A day or so after the German surrender it became evident to me that the Czech and Russian communists were showing a great interest in the captured horses – in fact, they made several stealthy visits to Hostau, apparently to connive with the Czech born lieutenant colonel, who was second in command when we arrived. This information was transmitted to General Patton’s headquarters, with recommendations that the entire herd of horses be transferred to a safer base in Bavaria at a large installation at Schwarzenburg, where the communists would not be tempted to claim the animals. None of the herds or individual animals came from Czechoslovakia, but had been transported there from other German controlled countries because of the fine grazing and other facilities. The Army promptly authorized the operation and issued orders giving the horse movement priority on all needed roads during the time necessary.

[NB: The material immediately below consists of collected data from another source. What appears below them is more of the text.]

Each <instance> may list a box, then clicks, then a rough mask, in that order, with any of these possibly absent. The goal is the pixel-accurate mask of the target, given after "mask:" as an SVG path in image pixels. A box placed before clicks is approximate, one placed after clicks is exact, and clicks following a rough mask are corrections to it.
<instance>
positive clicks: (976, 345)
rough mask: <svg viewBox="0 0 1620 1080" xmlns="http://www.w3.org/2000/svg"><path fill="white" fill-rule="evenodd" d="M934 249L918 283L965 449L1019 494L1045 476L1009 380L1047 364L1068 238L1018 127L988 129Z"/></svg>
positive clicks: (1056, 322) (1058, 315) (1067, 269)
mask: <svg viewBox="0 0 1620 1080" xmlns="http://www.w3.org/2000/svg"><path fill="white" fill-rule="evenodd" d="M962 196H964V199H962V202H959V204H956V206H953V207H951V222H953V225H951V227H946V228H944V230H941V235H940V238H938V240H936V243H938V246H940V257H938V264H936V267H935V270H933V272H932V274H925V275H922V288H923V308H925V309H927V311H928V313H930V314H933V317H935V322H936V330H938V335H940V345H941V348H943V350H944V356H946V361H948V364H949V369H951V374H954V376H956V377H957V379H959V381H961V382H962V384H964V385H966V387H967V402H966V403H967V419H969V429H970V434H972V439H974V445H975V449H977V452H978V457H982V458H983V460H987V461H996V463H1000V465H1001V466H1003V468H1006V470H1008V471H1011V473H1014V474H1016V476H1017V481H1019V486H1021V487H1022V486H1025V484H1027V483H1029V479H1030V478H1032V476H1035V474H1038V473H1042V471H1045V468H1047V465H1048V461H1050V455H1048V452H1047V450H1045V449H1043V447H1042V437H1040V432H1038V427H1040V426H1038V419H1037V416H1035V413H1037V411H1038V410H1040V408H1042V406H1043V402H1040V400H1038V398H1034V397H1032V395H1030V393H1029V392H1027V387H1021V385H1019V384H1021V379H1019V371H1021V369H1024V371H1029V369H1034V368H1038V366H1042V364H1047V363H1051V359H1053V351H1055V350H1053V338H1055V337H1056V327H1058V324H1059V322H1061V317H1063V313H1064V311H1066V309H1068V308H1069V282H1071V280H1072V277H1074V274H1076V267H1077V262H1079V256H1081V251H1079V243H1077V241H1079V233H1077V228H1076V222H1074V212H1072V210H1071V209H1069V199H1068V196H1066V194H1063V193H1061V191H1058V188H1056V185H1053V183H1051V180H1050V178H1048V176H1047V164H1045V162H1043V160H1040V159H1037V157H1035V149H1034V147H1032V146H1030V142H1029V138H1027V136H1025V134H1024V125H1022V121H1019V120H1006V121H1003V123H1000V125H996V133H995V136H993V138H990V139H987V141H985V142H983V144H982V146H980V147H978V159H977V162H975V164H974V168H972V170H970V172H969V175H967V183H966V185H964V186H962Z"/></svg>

The movement was started at dawn on the 12th of May, and the entire plan was completed by late that night. Since few trucks were available most of the animals were driven in small herds – each preceded and followed by an American vehicle – outriders and guides for each herd were provided from German personnel and the Russian Cossacks assisted by a few volunteer cavalrymen from the Americans – very young colts were with their dams and mares heavy in foal were moved in trucks – personnel – German and Polish – and Russian – women and children with scanty possessions and as much food for men and horses as possible were moved on some trucks and in horse drawn wagons and carriages, pulled by animals broken to harness.
The day after Podhajsky’s arrival at Zinkovy he and I drove together to Schwarzenburg where he closely checked and identified the animals belonging to the Piber herd. His intimate knowledge and quick recognition of them was most helpful and he seemed quite pleased with their condition. He evidenced no interest in the Yugoslavian Lipizzaners, as he did not wish their blood crossed with the Austrian strain.
Since the distance to St. Martin was so great the move had to be made by available trucks – refitted to carry horses. These were not ideal and unfortunately, a few horses were injured in transport and two mares suffered broken legs requiring their destruction. The movement was made in two convoys the 18th and the 25th of May and was fairly well carried out considering the lack of transportation and personnel difficulties – a total of 215 animals were returned to Austrian control. The remaining horses were later transferred to the large and most suitable German horse breeding establishment of a remount depot in Hessia – this included the Arabians, racing horses, the Yugoslav Lipizzaners and a portion of the Cossack horses. Since all were war booty of the American Army, the best of these and other captured animals were later shipped to the United States for use by the United States remount service.
The 2nd Armored Cavalry Group performed admirably many more difficult and dangerous operations in the European campaigns. However, all of our members – recall with special pride their contribution to Austrian culture and happiness – “The Rescue of the Lipizzaners at Hostau”.
Written by Colonel Charles Hancock Reed (Ret.)
November 4, 1970
(Excerpt from obituary supplied by Jane Reed.)
Colonel Reed, a career soldier, was born in Richmond, VA and was an undergraduate at the University of Virginia before going to West Point, where he graduated in 1922.
In civilian life he served as president of Williams & Reed of Richmond, a wholesale dry goods distributor. He was president of the Virginia State Fair for 20 years and a director of the Bank of Virginia.
Colonel Charles H. Reed died following a stroke. He was 79 years old.